私は今から16年前に、脱サラをして大阪から鳥取にIターンで移住して漁師になりました。
私もサラリーマン時代は、都会のコンクリートジャングルに囲まれた競争社会の中であくせく生きていました。「何かが違う」と自問自答しながら、与えられたノルマを必死でこなす日々。
鳥取で漁師になり、大自然の中で生きていく中で、自分自身の価値観や人生観が大きく変わりました。自分という存在が大自然に生かされながら生きている事に気づくと、ひとりの人間が抱えている悩みや怒りなんていかに些細で小さな出来事であるのかを実感します。だからこそ、今、ここで私が毎日、体感しているこの大自然の素晴らしさ・海の恵みのありがたさを多くの人に伝えたいのです。
この地方の漁師町においても大自然の素晴らしさ・海の恵みのありがたさを知らない子供たちが増えてきました。目の前に雄大な日本海が広がり、恵まれた環境にいるにもかかわらず、真夏でも色白の子供たちです。
都会では、骨のある魚や頭の付いた鮮魚を食べられない子供たち・アジの開きが本当に海で泳いでいると信じている子供がいるのも不思議ではありません。
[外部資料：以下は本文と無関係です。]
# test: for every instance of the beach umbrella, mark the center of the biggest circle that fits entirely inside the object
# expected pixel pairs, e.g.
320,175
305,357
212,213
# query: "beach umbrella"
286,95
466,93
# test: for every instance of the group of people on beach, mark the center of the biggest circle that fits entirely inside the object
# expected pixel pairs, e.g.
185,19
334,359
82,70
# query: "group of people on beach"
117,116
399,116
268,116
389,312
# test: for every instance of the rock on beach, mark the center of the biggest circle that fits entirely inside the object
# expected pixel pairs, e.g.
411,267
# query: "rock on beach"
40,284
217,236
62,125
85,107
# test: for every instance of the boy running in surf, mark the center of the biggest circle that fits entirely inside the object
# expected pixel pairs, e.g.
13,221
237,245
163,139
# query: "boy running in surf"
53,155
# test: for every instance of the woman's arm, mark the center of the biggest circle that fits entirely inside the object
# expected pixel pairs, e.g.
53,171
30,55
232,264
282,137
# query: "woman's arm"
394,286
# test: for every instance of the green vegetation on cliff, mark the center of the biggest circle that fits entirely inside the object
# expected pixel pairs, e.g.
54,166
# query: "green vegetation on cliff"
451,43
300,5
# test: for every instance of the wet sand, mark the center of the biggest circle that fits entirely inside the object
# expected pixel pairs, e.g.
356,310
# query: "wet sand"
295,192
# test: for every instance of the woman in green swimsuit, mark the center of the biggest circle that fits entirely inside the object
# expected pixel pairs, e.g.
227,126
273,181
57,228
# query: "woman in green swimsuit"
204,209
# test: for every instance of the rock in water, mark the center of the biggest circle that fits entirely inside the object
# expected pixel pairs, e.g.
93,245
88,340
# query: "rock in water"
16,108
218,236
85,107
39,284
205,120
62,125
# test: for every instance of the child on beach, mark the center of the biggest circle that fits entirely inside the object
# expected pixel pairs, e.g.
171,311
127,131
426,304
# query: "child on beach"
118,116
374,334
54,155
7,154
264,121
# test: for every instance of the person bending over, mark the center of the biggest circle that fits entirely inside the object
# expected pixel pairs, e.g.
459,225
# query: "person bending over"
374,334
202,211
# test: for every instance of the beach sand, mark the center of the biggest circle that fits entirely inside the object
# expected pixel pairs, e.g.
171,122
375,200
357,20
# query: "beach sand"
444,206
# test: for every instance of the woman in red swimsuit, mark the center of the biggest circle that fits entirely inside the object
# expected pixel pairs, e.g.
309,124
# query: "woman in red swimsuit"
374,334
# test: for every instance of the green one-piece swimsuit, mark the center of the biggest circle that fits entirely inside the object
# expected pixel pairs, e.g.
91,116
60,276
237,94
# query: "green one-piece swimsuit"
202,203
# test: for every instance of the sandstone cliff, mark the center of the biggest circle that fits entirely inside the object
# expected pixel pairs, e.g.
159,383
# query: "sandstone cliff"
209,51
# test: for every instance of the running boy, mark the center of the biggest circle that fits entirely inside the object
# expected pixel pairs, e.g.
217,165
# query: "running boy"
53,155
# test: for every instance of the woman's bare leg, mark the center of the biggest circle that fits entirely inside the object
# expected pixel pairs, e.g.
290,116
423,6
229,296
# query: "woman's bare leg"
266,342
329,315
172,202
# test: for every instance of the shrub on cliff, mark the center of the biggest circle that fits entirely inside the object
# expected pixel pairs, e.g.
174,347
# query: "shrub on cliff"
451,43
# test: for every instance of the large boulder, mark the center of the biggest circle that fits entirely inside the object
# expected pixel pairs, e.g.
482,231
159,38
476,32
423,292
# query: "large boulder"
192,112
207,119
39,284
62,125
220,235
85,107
我々大人の地方の地域住民でさえも、パック詰めの切り身の魚でしか料理できなくなってしまったぐらいですから・・・。切り身の冷凍魚では、子供たちに「魚の命をいただく」という命の教育なんて出来るはずがありません。
四方を海で囲まれ、大自然に恵まれたこの国に生まれながら、私達の生活はすでに自然からかけ離れたものになってしまっています。 自然の中で創造力を養い、大きな心を育むことが、今の子供たちにとっても、私たち大人にとっても本当に必要なことだと切に思います。
我々、大人も競争社会の中であくせく働き、疲れきった背中を子供たちに見せるために働いている訳ではありません。大人になる事はとても楽しい事であり、社会に出て働く意義や社会に必要とされている充実感を子どもたちに伝えて行かなければいけません。
共働きで忙しい現代の食卓に多い「時短」であるとか「早くて安くて便利な食べ物」を求める時代はもう間もなく終わると思います。これからはひとりで食べる「孤食」から家族での「共食(きょうしょく)」の時代となり、「家族回帰」の時代がやってくると私は確信しています。人々が集まる集団や組織の原点は「会社」ではなく「家族」です。人々が本能的に家族に回帰してくるのはごくごく自然の流れです。
日本の魚食文化の再生を通して、家族の絆をつなぎ直すという事が弁慶丸のミッションです。当社の場合、丸の魚をそのままご家庭にお届けいたしますので、魚を捌いて頂かないといけません。この魚を捌くという行為は、本来なら親から子に受け継がれる家庭教育のひとつだと考えています。現在は家族のつながりが希薄になり、魚をさばく行為が受け継がれにくい環境になっています。だからこそ魚を通してもう一度、家族の絆をつなぎ直して頂きたいという思いを込めて弁慶丸のミッションにしております。
当社の「家族の絆をつなぎ直す」というミッションと家族回帰の時代がシンクロしてくるこの時に、このサイトが大いに役立てるかと思います。家族や自然と触れ合う環境作りの第一歩としてご利用頂ければ幸いです。あなたとのこの貴重な出会いに「感謝」!!です。